“Berbat bir sabah daha!” diyerek aynaya koştu ve bir sigara yaktı. Birkaç saniye sonra söndürdü ve kahve koydu. Notebook’unu açmak üzere yatağa döndü ve rüyasında görmüş olduğu ve hatırlayamadığı kişiliğe nefret söylemine devam etmek üzere yazmaya başladı:
“Gözümü çevirdiğim her yer bulanık; her yer mavi, siyahla karışık. İnsanlar zombi gibi. Hayat? Şekersiz bir kahve gibi ya da soğuk bir çay misali. Neyse ne! Hırsımı vuruyorum duvara, yok. Duvar da vermiyor ki cevap. Boş. Ayak uyduramıyorum sanırım.
Kimi zaman Hadi kalk, toparlan! diyor biri, sonrasında yok ses. Kalkıyorum yataktan. Senfoniden ibaret odam. Selam verip uzaklaşıyorum, kaçabildiğim kadar. Kahvaltı sonrası birkaç taslak sonrasında, başlıyorum kitap okumaya. Okuyamıyorum. Bir yıl öncesi falandı işte bu yaşananlar. Parsiyel loblarımdan gelen farklı ses diyordu ki: Film şeridi gibi geldi gözümün önüne!
Günler geçiyor. Bakmıyorum yüzüne. Çok kilo almışsın, saçların daha da sarı, farkedemediğim bir şey var sen de. Değişmişsin sanki. N’olur bir cevap ver! dercesine bakıyor bana. Sadece birkaç saniye. Beynim diyor ki: Hey! Güzelliğinden çok şey kaybetmiş. Mimiklerimde değişme olmadan diyorum ki cevap olarak: Benle Kal! Ama, diyemiyorum işte!

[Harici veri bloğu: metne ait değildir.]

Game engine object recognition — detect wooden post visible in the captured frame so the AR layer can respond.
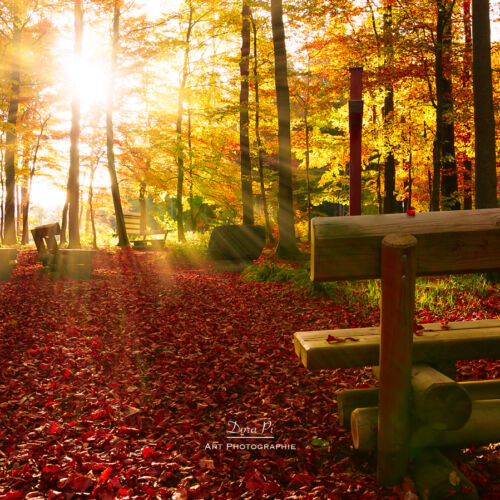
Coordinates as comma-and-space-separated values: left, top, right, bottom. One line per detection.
351, 399, 500, 451
377, 233, 417, 486
412, 448, 479, 500
349, 68, 363, 215
337, 380, 500, 428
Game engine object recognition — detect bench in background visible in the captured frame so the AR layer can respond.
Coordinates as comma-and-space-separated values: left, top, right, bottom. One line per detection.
31, 222, 96, 279
0, 248, 17, 281
123, 214, 168, 250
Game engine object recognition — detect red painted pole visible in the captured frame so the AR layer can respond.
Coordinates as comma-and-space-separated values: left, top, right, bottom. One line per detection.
349, 68, 363, 215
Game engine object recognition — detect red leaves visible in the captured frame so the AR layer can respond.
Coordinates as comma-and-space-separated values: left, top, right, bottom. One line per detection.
413, 320, 424, 336
97, 467, 113, 483
142, 446, 155, 460
326, 335, 359, 344
48, 422, 62, 434
0, 251, 500, 500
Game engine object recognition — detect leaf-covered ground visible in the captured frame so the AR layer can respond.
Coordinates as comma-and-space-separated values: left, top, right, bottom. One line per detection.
0, 251, 500, 500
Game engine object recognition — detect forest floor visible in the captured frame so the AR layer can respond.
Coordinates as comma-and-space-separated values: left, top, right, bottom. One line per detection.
0, 251, 500, 500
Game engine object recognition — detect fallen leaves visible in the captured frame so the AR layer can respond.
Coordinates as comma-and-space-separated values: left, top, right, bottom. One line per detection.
0, 251, 500, 500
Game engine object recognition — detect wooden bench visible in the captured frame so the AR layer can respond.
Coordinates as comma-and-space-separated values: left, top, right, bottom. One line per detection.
0, 248, 17, 281
294, 209, 500, 498
123, 214, 168, 250
31, 222, 96, 279
31, 222, 61, 266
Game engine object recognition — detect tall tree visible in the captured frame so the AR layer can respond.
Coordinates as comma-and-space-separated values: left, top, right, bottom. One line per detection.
106, 0, 129, 247
271, 0, 298, 257
383, 2, 396, 214
433, 0, 460, 210
251, 12, 273, 242
4, 27, 22, 245
240, 0, 254, 225
175, 0, 194, 242
68, 0, 83, 248
462, 0, 472, 210
472, 0, 498, 208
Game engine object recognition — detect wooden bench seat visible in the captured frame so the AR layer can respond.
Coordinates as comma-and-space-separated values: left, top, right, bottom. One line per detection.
294, 319, 500, 370
0, 248, 17, 281
294, 208, 500, 488
123, 214, 168, 250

Kalbim: Ha? Oğlum o sana basmıştı tekmeyi. Hatırla şu günü. Blog’unda da bahsettin onlarca kişiye. Boşver! Deyip, tam çıkıyorum kapıdan; onun sesini duymaya başlıyorum sanki. Her defasında yüzünde o gülümseme gelecek gibi hissediyorum. Bir roman kahramanı gibi demeyi çok isterdim: KORKMA BEN VARIM! Ama, diyemem artık. Demem de zaten. Her şey için çok geç sayın bayan! Kalbi durdurur bi’ acı bazen, ama acıtmıyor ki artık!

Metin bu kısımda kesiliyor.